Previous studies found BMD values of lumbar vertebrae in Turkey calculated using quantitative computed tomography and DXA device were similar to those of Western countries [5, 24]. In our study, BMD and T-scores of total lumbar vertebrae were used as reference for comparisons.

Regression analysis and regression curves are commonly used to determine risk factors for osteoporosis but calculation of normal values and standard derivation of BMD using regression formula was not found in literature search.

Bone densitometry has been performed on the lumbar spine, the proximal femur, and the forearm.
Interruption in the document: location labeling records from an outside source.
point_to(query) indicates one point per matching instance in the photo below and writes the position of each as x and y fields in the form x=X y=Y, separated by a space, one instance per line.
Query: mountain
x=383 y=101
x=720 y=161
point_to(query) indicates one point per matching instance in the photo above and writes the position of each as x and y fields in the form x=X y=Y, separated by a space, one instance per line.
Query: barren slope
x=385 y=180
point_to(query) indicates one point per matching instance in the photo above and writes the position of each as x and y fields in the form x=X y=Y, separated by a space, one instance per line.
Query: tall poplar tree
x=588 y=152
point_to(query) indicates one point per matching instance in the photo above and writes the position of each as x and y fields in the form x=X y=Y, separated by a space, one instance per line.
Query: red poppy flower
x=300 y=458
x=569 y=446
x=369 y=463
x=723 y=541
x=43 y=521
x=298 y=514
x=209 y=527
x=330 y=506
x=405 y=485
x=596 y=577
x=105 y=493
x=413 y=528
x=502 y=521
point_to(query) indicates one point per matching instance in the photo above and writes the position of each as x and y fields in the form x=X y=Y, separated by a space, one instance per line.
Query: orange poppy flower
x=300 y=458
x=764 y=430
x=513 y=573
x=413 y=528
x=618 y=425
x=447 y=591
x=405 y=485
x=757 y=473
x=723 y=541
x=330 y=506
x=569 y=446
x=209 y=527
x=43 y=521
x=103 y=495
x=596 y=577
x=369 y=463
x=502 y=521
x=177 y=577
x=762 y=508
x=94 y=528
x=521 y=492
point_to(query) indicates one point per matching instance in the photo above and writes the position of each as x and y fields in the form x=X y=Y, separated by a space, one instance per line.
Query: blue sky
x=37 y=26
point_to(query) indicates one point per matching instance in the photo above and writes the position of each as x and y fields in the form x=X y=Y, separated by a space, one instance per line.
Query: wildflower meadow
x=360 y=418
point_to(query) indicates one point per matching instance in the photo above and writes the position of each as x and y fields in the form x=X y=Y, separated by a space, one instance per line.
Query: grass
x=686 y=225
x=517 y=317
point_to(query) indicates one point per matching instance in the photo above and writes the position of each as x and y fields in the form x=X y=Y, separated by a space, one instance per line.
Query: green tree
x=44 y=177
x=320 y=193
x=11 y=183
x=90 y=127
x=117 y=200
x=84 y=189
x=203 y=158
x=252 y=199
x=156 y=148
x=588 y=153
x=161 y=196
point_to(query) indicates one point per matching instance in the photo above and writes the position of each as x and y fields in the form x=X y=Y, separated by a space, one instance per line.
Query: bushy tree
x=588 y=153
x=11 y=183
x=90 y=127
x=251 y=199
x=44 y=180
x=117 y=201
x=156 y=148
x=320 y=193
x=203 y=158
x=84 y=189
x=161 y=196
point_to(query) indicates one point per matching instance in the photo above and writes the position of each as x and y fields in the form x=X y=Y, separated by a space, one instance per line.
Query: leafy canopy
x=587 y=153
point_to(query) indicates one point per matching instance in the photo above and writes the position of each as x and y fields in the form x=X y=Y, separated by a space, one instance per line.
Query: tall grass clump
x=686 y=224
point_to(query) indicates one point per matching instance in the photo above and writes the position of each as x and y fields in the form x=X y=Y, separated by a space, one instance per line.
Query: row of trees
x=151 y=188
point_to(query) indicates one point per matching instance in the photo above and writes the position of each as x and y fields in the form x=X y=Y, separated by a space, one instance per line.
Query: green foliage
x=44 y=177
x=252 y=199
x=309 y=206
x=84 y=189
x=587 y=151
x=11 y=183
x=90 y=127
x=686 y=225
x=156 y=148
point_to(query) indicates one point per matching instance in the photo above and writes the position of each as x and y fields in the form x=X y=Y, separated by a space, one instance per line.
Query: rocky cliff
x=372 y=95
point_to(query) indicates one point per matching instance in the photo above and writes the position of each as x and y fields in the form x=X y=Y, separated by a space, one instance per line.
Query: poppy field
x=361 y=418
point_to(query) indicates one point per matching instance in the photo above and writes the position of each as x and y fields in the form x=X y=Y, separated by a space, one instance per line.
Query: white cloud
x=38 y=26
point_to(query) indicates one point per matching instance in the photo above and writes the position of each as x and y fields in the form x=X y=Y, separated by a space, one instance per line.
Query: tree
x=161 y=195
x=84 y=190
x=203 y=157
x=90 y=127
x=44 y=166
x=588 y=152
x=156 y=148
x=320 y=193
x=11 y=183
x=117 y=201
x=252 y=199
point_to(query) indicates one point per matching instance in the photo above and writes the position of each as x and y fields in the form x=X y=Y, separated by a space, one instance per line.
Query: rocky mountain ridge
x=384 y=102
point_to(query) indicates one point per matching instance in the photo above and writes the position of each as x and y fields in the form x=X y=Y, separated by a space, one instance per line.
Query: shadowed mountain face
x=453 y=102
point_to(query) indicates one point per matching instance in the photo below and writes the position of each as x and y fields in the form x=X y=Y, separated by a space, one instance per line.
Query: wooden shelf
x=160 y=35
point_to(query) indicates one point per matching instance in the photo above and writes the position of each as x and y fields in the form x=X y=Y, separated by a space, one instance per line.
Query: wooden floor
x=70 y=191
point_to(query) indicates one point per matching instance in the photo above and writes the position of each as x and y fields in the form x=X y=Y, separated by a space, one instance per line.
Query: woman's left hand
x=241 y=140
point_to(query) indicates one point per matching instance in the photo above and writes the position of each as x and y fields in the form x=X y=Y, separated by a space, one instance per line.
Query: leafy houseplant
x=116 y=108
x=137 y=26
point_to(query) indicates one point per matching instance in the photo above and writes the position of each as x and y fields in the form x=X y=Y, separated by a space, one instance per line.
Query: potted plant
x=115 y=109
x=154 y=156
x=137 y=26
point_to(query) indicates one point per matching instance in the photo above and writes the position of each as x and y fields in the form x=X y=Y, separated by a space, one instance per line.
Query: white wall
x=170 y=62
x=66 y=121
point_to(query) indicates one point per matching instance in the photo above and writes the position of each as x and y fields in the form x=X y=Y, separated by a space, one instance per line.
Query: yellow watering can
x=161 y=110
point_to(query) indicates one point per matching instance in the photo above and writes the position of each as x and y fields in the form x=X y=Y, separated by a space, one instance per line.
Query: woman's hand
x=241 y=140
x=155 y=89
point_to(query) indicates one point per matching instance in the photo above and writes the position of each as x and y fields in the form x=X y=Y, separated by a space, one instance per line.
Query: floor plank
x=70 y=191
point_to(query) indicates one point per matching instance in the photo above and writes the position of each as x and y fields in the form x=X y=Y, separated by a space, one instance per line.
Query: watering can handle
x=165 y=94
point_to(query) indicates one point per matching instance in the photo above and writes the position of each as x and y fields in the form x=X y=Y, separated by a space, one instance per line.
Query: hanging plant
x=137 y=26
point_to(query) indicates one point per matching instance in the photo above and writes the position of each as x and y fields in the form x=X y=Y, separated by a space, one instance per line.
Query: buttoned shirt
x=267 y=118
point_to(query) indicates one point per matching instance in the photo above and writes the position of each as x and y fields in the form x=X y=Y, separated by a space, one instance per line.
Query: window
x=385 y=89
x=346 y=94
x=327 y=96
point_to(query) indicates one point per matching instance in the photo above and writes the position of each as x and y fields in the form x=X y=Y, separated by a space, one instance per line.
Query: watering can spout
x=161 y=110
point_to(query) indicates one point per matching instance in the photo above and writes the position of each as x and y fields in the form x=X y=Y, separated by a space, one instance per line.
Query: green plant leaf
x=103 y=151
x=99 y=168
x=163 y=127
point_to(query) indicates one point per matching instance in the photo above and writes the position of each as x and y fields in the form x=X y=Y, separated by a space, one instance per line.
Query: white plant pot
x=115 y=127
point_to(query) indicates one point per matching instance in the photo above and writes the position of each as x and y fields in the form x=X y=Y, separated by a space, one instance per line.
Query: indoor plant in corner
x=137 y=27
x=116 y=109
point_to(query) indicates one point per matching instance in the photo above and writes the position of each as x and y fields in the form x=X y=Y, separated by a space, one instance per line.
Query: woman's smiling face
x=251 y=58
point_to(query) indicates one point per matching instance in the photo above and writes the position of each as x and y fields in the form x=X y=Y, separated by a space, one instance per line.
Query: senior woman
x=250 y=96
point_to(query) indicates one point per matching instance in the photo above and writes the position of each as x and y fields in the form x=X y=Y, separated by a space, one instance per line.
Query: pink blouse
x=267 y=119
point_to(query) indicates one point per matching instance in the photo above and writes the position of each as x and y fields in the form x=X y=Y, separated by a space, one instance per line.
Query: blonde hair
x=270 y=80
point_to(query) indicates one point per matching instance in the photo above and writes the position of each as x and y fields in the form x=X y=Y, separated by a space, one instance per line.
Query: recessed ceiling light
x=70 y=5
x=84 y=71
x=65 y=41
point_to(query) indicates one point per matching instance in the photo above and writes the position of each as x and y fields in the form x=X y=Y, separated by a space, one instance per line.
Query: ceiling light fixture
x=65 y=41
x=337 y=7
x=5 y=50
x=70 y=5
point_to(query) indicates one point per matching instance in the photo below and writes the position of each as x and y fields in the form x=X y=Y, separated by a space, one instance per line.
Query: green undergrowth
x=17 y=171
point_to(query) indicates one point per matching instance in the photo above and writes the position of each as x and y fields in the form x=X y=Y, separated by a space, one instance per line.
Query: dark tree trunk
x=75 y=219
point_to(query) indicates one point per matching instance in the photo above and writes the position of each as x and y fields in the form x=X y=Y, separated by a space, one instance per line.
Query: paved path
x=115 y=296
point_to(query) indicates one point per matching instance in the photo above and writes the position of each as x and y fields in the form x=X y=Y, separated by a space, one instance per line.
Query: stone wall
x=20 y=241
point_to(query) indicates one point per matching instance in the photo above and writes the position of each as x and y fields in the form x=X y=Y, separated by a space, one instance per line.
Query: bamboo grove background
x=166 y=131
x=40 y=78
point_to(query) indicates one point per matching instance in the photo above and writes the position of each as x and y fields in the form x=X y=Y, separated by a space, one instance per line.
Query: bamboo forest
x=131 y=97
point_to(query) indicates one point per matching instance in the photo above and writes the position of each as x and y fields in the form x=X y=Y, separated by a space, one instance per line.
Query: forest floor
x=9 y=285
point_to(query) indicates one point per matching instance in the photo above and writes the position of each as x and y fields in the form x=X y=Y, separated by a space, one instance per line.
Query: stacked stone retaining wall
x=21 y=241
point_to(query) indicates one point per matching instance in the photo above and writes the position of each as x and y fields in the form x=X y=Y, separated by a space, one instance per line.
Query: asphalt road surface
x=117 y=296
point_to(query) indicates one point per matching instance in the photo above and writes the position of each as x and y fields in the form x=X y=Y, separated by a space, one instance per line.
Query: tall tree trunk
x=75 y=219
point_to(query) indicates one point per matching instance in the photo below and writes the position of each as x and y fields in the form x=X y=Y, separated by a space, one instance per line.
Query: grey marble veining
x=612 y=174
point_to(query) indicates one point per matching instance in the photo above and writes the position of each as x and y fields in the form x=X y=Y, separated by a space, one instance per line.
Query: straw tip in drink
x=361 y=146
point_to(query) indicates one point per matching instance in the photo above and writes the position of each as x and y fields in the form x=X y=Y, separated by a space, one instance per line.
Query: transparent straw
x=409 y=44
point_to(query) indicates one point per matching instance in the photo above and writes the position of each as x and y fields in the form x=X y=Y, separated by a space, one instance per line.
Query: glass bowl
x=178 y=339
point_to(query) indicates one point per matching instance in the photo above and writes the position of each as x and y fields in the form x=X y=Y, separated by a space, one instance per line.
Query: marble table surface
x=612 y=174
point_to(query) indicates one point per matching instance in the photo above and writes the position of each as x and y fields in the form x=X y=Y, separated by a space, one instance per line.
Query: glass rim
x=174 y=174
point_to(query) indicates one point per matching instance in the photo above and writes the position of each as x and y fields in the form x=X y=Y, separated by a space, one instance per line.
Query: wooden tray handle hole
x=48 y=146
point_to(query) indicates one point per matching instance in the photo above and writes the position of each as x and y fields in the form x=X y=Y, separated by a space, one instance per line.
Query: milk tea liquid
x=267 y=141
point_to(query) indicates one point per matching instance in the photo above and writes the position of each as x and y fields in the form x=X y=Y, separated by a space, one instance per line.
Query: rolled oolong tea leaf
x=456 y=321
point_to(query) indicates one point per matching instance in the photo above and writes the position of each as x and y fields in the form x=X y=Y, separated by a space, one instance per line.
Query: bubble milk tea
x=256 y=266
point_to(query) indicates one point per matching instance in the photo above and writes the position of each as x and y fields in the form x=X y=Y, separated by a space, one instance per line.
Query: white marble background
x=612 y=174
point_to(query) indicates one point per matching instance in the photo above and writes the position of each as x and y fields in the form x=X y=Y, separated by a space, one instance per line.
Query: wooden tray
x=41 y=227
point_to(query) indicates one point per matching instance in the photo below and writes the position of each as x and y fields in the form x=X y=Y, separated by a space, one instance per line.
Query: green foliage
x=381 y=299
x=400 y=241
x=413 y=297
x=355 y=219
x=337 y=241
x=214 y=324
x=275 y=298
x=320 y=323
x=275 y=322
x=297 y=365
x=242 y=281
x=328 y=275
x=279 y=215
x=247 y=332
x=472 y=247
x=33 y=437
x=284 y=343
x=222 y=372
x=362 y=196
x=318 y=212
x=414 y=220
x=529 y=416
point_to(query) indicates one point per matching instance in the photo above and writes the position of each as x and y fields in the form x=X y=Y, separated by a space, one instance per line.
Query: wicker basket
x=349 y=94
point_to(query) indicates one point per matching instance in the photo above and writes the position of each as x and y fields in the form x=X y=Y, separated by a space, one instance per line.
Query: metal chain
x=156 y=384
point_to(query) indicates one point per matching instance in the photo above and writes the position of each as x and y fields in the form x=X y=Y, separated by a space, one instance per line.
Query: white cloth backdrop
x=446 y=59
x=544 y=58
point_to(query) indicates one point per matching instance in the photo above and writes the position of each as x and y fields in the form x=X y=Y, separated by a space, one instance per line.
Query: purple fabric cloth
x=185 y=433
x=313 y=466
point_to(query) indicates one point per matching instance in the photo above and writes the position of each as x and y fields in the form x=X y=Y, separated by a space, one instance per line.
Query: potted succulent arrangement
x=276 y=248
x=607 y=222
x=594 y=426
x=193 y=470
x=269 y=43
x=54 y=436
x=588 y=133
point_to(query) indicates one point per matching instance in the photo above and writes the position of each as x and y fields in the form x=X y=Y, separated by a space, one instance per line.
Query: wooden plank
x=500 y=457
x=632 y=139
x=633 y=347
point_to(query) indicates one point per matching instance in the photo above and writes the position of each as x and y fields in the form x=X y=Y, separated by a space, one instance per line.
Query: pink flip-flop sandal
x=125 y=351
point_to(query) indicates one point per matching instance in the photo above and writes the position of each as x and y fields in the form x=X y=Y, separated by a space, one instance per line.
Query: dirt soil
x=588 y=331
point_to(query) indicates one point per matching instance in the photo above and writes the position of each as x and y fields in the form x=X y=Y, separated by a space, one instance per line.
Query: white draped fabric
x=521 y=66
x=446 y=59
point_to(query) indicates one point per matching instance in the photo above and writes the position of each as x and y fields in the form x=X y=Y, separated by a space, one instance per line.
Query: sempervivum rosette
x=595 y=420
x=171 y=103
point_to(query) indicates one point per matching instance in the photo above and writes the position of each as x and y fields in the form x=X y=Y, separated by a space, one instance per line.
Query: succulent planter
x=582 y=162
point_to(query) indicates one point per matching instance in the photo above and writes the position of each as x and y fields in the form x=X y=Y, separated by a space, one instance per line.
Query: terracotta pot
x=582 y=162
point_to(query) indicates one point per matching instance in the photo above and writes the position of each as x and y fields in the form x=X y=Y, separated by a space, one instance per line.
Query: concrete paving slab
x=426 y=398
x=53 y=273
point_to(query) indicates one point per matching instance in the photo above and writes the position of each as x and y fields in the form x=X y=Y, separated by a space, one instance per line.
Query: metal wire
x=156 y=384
Previous studies have indicated that sclerotic changes increase T-scores of lumbar vertebrae. Removing sclerotic area from assessment allows for more accurate T- and Z-scores. Depending on excluded area, 1 patient may generate different scores. This can be observed in different scan areas, such as the proximal femur and the forearm [25-28].

BMD values of distal tibia in children have been measured using DXA and quantitative computed tomography in previous studies [29, 30]. BMD measurements in proximal tibia have typically been published in cases of total knee arthroplasty [31].

In present study, mean and standard deviation values of BMD in proximal tibia were calculated using regression curve and formula from T-scores of total lumbar vertebrae. Regions of interest used were also original.

New average BMD values of left proximal tibia were calculated according to age using linear regression formula, which yielded average BMD value of the total lumbar spine (L1-L4) in normal population. New simulated T-scores of proximal tibia subregions were then calculated. New simulated T-scores of proximal tibia subregions were not different from T-scores of the total lumbar spine (p>0.05). We concluded that proximal tibia is an ideal evaluation region to measure BMD for diagnosis of osteoporosis. Increase in average life span indicates osteoporosis will become even more serious problem in the near future. For this reason, determination of BMD and early bone loss in different anatomical regions is very important.